Im talking about performing a deep recursion for around 5+ mins, something that you may have a crawler perform. in order to extract url links and and sub-url links of pages
it seems that deep recursion in PHP does not seem realistic
e.g.
getInfo("www.example.com");
function getInfo($link){
$content = file_get_content($link)
if($con = $content->find('.subCategories',0)){
echo "go deeper<br>";
getInfo($con->find('a',0)->href);
}
else{
echo "reached deepest<br>";
}
}
Doing something like this with recursion is actually a bad idea in any language. You cannot know how deep that crawler will go so it might lead to a Stack Overflow. And if not it still wastes a bunch of memory for the huge stack since PHP has no tail-calls (not keeping any stack information unless necessary).

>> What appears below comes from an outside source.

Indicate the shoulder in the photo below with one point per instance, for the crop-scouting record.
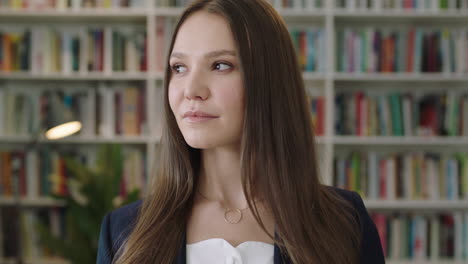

Push the found URLs into a "to crawl" queue which is checked iteratively:
$queue = array('www.example.com');
$done = array();
while($queue) {
$link = array_shift($queue);
$done[] = $link;
$content = file_get_contents($link);
if($con = $content->find('.subCategories', 0)) {
$sublink = $con->find('a', 0)->href;
if(!in_array($sublink, $done) && !in_array($sublink, $queue)) {
$queue[] = $sublink;
}
}
}